Gucci only recently announced Sabato de Sarno—yet another creative pulled from behind-the-scenes jobs, as Michele was—as the designer’s replacement in January; De Sarno won’t make his official debut as creative director until the Spring 2024 collection hits runways this September. That means the Gucci design team has temporarily taken the helm—and they’re using this as an opportunity to create palate cleansers in between creative visions.
For fall 2023, the Gucci design team put together a collection that seamlessly blended key elements of Michele’s Gucci with references to past house designers, like Tom Ford and Frida Giannini.
“A free expression founded in collective memories that blur the lines of time, it is an illustration of the beating heart of Gucci: the ecosystem of designers and artisans whose shared understanding of the House has passed down and evolved from creative to creative for over a century,” the show notes read. “In an exuberant conversation between past and future, the collection reflects on Gucci as a cultural constant and reinvigorates the influence of the visionaries that fronted it, paving the way for a new dimension to its heritage.”

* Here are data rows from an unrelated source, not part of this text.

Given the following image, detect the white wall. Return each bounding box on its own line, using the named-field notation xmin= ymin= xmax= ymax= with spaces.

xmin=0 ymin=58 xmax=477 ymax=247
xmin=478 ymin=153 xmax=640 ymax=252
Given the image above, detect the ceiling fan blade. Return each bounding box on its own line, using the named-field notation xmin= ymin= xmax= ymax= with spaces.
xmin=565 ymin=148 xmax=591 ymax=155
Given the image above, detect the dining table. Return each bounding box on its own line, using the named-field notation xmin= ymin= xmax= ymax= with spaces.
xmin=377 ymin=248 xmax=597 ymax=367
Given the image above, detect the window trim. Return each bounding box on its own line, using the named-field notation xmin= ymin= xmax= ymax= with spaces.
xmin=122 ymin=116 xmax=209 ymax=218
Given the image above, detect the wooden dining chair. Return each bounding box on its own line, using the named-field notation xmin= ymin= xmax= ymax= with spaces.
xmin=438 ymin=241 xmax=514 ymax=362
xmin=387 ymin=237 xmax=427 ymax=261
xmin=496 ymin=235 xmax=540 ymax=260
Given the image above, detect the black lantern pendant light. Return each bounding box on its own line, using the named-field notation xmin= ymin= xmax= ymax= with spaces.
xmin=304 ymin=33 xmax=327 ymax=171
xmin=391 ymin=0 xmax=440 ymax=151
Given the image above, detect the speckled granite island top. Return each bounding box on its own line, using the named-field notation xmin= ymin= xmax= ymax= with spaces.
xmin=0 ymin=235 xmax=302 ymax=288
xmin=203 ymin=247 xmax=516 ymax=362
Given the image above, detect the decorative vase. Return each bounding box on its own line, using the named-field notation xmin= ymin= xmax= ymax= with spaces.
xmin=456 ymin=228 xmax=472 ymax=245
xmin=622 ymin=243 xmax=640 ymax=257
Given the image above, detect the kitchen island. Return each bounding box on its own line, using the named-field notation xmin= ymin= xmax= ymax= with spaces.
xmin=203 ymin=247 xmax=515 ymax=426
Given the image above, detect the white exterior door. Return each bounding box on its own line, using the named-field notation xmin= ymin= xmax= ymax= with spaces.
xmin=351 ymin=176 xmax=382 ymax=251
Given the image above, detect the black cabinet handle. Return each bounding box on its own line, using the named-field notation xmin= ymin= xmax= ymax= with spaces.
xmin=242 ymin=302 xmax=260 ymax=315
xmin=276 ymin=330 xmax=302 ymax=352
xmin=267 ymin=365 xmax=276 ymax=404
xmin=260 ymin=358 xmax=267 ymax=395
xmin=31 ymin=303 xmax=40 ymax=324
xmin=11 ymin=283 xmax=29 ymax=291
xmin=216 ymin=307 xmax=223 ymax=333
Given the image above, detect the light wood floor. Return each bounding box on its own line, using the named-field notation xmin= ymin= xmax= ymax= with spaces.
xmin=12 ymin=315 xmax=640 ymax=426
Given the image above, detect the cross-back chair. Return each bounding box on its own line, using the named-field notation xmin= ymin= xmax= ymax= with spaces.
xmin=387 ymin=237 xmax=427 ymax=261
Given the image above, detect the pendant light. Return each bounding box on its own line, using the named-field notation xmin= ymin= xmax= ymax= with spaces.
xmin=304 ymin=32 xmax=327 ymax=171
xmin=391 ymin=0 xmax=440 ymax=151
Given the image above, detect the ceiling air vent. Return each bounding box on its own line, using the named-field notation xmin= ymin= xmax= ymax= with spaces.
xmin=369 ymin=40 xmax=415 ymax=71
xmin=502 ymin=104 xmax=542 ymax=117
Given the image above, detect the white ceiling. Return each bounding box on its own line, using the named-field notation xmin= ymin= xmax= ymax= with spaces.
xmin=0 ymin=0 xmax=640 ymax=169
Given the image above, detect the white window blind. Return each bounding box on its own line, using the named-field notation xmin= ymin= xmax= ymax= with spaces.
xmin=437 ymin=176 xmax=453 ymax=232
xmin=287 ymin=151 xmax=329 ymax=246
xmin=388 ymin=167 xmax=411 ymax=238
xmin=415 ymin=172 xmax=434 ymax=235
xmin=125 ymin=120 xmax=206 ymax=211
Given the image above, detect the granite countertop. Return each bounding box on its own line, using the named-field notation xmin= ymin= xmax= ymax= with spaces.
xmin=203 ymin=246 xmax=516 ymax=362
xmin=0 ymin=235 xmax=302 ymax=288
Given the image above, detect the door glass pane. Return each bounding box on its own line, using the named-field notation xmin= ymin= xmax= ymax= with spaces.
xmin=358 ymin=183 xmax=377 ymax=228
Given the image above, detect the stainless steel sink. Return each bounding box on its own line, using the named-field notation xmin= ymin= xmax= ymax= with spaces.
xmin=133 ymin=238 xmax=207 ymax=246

That this was Michele’s team became abundantly clear through the collection: Look no further than the swinging crystal coat with orange tights, quirky fur-lined sandals, the double G-logo bras worn under sheer dresses or with leather shorts. Much of the eveningwear options, too, reflect Michele’s vision for Gucci in the lingerie-inspired details and slightly off-kilter silhouettes.
And while Gucci has referenced its Tom Ford era—which is one of the most celebrated house-creative director pairings of the modern fashion industry—before, here, it blended well with those Michele-era codes. The low-waisted velvet pants were paired with a fuzzy, cropped yellow sweater; the slinky button-down, wrinkled and worn with furry boots rather than sexy stilettos; the hip-slung skirts, too, were layered over neon-colored tights to reveal the waistband.
It’s somewhat surprising to see references to Frida Giannini’s Gucci—and yet, there they were, in the bright color palettes of a grass-green mohair sweater dress and clutched orange handbag, or in the teal and pink swatches of fur along a black overcoat. “The silhouette recalls Gucci’s erotic and glamorous form language of the 1990s and early 2000s, but paints it in the electrically sumptuous color palette of the 2010s,” the show notes added.
The entire Gucci creative team took a collective bow at the end of the show, and the standing ovation from the audience felt well-deserved. While on the more commercial end of the Gucci spectrum, the collection they put together will serve as the perfect transition into the brand’s next era.